New Jersey: Lawmakers considering legislation that punishes corporate inverters

Late last month, the pharmaceutical behemoths Pfizer and Allergan announced the completion of their $160 billion merger plan “to form the world’s biggest drug company by sales, in a deal that is mostly, if not exclusively, about tax,” reported Fortune Magazine. An Allergan press release disclosed that under the terms of the deal, the businesses will be combined and renamed “Pfizer plc,” and will trade on the New York Stock Exchange using the PFE ticker. The new company will maintain Allergan’s legal domicile in Ireland, locate its principal executive offices in Dublin, but base its global operations in New York.

Noting that the portfolio of drugs include the well-known Botox and Viagra, along with a pneumonia vaccine and treatments for Alzheimer’s and rheumatoid arthritis, Fortune characterized the merger as “the largest so-called inversion deal ever.” The deal allows U.S.-based Pfizer to reincorporate overseas and avoid U.S. tax liability while remaining, for all other intents and purposes, an American company.

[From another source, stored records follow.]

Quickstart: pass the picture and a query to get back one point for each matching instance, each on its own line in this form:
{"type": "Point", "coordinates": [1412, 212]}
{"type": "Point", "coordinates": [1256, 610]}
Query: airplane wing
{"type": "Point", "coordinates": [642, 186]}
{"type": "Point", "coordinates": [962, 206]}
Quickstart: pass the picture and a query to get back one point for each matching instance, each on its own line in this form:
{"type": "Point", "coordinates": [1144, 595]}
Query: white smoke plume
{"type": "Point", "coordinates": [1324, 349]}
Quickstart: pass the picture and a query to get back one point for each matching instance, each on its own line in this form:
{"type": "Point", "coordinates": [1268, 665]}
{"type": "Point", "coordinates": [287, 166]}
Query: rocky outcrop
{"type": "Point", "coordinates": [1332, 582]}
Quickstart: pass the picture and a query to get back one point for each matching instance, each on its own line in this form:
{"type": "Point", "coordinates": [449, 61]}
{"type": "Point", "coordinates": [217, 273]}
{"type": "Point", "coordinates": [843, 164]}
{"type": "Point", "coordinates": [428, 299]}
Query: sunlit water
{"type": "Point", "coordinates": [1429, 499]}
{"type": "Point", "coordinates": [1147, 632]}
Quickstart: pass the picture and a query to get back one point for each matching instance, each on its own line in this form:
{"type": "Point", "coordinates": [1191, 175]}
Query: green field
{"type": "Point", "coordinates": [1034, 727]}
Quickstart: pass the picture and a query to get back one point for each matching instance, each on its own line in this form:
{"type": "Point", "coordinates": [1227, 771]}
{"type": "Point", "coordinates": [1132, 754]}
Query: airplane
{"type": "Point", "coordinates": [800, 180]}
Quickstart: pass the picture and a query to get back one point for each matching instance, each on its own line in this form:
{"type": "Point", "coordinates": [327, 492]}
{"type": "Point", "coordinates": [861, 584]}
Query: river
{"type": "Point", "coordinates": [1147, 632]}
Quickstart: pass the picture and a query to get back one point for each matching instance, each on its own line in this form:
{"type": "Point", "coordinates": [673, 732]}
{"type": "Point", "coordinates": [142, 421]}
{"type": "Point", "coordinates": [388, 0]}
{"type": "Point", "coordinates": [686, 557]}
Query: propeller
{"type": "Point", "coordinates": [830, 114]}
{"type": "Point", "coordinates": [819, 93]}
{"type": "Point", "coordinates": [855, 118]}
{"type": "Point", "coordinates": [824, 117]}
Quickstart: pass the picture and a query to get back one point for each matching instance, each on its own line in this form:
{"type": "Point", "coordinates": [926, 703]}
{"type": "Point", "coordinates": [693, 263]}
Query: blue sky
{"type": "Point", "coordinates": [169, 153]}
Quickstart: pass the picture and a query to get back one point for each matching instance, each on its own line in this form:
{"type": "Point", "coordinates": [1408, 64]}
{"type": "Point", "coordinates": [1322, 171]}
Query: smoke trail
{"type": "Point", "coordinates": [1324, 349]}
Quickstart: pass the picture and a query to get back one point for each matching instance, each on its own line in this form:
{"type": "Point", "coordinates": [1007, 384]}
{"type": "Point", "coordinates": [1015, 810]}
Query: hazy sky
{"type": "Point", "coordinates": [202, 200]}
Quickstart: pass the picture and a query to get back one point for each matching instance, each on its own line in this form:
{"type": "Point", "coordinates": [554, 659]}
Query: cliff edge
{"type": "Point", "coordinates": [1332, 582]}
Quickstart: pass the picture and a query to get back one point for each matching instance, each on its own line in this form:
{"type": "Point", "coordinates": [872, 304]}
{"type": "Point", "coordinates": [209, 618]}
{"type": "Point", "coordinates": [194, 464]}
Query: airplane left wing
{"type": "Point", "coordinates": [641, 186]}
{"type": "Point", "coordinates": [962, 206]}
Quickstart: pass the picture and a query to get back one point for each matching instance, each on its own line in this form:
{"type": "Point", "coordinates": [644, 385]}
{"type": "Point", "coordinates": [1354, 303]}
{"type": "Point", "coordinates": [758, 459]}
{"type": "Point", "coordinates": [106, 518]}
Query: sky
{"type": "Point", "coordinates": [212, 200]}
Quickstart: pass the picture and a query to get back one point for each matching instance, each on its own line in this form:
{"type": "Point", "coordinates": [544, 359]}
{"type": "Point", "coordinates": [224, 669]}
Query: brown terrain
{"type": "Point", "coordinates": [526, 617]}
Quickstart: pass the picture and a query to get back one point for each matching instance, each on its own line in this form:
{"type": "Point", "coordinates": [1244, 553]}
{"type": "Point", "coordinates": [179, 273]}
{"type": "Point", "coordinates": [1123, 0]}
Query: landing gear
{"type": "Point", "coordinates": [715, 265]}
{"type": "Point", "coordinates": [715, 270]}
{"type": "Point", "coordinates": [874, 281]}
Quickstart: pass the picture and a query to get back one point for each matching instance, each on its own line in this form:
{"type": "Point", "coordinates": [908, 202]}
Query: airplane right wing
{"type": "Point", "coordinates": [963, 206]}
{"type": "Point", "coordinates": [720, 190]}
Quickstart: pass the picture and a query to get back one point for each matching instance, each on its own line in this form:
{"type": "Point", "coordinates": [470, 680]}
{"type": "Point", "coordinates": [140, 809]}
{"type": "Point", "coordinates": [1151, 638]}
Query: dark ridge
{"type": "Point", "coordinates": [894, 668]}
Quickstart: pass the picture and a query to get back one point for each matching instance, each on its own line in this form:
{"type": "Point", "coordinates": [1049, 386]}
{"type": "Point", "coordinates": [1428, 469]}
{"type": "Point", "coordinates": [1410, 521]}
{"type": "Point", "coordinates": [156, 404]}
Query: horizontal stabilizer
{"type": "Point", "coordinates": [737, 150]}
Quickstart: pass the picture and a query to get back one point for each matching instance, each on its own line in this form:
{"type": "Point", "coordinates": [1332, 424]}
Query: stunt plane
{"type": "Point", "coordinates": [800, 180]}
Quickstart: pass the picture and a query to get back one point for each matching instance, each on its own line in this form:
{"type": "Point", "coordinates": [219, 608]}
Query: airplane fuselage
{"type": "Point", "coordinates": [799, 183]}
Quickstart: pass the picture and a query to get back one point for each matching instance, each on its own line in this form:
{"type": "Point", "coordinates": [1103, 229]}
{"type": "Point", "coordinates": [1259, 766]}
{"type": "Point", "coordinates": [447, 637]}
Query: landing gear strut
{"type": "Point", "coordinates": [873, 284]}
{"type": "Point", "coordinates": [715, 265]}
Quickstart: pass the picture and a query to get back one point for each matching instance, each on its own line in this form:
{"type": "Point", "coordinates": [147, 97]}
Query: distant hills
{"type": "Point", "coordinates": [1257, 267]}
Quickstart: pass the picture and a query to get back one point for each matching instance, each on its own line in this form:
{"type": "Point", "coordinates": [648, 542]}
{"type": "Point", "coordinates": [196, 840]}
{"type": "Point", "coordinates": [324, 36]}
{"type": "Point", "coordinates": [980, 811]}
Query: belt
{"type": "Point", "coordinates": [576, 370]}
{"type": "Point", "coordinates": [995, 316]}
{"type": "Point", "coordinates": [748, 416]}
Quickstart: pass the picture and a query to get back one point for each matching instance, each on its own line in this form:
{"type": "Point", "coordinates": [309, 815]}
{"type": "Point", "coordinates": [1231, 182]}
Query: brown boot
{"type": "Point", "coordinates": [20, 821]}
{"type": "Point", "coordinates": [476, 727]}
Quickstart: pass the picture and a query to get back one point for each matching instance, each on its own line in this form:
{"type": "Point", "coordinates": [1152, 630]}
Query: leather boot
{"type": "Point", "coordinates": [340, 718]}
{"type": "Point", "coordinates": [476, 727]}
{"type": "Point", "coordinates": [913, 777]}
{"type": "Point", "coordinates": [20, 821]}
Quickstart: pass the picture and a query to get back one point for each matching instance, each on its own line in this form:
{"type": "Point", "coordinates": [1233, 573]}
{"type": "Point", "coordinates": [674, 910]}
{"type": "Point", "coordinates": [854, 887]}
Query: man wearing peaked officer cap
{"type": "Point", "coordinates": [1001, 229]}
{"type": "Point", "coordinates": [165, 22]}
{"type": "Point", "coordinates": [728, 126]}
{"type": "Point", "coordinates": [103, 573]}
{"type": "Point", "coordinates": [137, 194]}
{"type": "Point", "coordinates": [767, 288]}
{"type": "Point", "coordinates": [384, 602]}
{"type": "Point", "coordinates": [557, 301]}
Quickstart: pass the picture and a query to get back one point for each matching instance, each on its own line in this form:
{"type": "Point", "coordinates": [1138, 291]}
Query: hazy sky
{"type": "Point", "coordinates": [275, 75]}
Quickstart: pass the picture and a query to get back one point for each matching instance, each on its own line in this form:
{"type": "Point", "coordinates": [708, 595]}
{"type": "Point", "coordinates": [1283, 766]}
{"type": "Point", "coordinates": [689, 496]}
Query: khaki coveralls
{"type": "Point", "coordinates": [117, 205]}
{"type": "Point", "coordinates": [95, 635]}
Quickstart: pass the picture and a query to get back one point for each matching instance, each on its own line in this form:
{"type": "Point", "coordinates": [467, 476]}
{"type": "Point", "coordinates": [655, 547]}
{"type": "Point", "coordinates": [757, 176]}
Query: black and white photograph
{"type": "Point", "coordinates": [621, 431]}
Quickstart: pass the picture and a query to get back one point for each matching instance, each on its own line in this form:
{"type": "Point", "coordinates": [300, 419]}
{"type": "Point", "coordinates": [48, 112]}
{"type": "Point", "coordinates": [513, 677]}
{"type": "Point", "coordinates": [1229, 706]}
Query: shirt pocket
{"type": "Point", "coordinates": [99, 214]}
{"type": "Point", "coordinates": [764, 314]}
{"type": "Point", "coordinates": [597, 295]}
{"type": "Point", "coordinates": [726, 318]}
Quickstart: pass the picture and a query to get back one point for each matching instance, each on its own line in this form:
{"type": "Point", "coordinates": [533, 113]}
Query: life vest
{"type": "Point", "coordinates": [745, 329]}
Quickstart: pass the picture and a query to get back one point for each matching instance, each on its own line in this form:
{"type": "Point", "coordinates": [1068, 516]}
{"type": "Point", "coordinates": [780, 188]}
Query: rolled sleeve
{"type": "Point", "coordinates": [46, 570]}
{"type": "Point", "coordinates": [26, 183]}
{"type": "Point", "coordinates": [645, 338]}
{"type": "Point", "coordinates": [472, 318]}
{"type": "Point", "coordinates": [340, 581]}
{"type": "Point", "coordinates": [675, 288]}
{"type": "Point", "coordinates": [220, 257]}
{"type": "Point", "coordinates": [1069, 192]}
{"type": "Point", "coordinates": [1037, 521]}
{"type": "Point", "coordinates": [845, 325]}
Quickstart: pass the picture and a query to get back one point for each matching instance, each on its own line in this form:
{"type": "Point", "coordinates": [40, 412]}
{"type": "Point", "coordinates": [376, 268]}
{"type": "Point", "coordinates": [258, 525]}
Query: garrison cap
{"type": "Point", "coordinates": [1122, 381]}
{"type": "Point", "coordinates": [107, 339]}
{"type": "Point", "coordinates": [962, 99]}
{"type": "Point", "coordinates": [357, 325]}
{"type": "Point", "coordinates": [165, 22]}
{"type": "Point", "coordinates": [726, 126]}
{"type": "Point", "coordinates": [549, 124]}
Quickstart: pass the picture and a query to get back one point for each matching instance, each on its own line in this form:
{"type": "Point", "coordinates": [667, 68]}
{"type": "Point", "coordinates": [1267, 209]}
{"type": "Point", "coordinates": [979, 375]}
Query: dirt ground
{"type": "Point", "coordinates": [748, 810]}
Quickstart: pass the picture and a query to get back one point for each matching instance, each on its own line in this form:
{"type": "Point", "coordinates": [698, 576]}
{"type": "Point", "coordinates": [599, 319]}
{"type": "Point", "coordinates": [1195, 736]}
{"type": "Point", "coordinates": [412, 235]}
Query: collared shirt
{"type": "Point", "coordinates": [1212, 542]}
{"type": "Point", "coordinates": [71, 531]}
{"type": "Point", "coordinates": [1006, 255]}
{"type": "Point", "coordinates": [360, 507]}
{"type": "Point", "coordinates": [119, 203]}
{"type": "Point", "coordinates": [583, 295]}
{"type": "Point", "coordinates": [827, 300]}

Allergan operates its administrative headquarters out of Parsippany, New Jersey. Incensed by “handouts to wealthy corporations that avoid tax obligations,” New Jersey Sen. Shirley Turner has been working to prevent taxpayer funds from being used to subsidize companies that engage in tax-avoidance schemes, like inversions.In a mid-September press release, the senator quoted a study by the U.S. Public Interest Research Group revealing that states lost more than $39 billion in tax revenue in 2011, and that New Jersey was among the top five losers.

To stop this, the senator introduced S-2361, most recently amended on Dec. 7, 2015. This act would render an inverted domestic corporation ineligible for various types of financial aid, like state economic development grants and reimbursement of taxpayer-subsidized programs, such as Medicaid.

In addition, the legislative language now precludes inverters from receiving development contracts. To this end, it requires any applicant for a development subsidy to provide a standing certificate attesting to the legal status of the applicant, among other things. The language also now obliges any corporate recipient of a development subsidy that becomes an inverted domestic corporation during the term of a development subsidy to pay back the total value of the development subsidy.

Sen. Turner has also introduced legislation to prohibit the state’s pension board from investing in companies that have exploited the inversion tax loophole.

In reporting on the merger, Bloomberg recognized that New Jersey may be the first state to punish inverters. However, Gov. Chris Christie and other state Republicans oppose such prohibitions, preferring to deter overseas moves by lowering taxes. This is a position at odds with the Democratic controlled Senate that could result in a show down. Bloomberg notes that Dublin’s corporate tax rate is 12.5 percent, versus the 35 percent tax rate in the U.S.

New Jersey has awarded Pfizer with $48.28 million in various incentives, according to Sen. Turner. Bloomberg quoted her as wanting to “send a strong message to Pfizer as well as any other corporate deserters looking to do the same thing…They are parasites living off of our taxpayers, and it’s not like they’re going bankrupt by any means.”